West to Grant Ukraine 17 Billion Dollars

Written by | Friday, May 2nd, 2014

Western leaders have agreed to provide Ukraine with a 17-billion-dollar bailout (about 12 billion euros) despite the pro-Russia movements and uprisings active in the east and south of the country. The International Monetary Fund (IMF) expressed its faith in the future of Ukraine, although the country’s incumbent leadership led by President Oleksander Turchynov seems to be helpless in dealing with the unrests.
A part of the bailout is reportedly tailored as an emergency assistance (3.2 billion USD) with the rest to be paid as a “stand-by arrangement” in the next two years. The money will be subject to “frequent reviews” of Ukraine’s compliance with austerity policies based on the model of Brussels bailout of Eurozone states. IMF official, Reza Moghadam, said that Kiev would have to tame its public wage and pension rises, fight corruption in tax collection and public procurement. Moreover, the country will also have to increase tax on alcohol and tobacco as well as gas prices, a move that is forecast to hit about 4.5 million Ukrainian households.
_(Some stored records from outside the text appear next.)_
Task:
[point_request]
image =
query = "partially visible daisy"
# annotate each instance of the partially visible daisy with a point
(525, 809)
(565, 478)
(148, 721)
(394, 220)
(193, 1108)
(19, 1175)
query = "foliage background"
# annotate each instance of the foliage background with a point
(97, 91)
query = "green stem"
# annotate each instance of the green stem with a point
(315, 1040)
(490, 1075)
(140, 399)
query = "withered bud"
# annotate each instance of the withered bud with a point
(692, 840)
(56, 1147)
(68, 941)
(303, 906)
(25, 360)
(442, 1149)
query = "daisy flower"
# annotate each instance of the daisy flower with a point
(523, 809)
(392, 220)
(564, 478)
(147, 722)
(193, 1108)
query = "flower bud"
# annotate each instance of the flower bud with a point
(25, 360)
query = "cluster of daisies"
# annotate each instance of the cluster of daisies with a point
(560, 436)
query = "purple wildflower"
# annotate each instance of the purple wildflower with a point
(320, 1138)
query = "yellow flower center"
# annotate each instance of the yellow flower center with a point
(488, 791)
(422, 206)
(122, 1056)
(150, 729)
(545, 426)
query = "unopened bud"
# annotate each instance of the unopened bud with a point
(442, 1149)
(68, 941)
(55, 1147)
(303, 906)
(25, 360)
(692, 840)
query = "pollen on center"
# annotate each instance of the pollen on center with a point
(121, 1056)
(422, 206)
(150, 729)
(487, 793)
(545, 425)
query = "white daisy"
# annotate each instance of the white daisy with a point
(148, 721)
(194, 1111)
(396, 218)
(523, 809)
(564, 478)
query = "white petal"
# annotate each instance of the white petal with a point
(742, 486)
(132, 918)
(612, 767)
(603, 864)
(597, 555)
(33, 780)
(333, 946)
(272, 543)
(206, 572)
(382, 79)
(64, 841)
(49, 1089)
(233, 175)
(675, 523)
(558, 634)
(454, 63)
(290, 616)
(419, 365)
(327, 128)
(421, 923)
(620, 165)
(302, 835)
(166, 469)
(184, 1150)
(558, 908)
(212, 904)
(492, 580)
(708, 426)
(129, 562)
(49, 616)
Mr Moghadam noted that the Ukrainian authorities saw the bailout program as a historical break with a past marked by crony capitalism, pervasive corruption, and poor governance. In his opinion, the authorities are confident that there is a window opportunity for bold and ambitious reforms in order to make Ukraine a dynamic and competitive emerging market economy with a healthy business environment and a transparent government.
The Western bailout comes as an extra aid package on the top of an 11-billion-euro assistance program, EU trade tariff reductions worth 500 million euro annually, and a 1-billion-dollar US loan guarantee framework. The West’s aid endeavour is partly seen as a response to Russia’s attempt to destabilise the Ukrainian economy by major gas price hikes before the elections on May 25. In Mr Moghadi’s opinion, though, the biggest threat to the stability and development of the country are “geopolitical tensions” triggered by pro-Russian uprising throughout Ukraine’s south and east.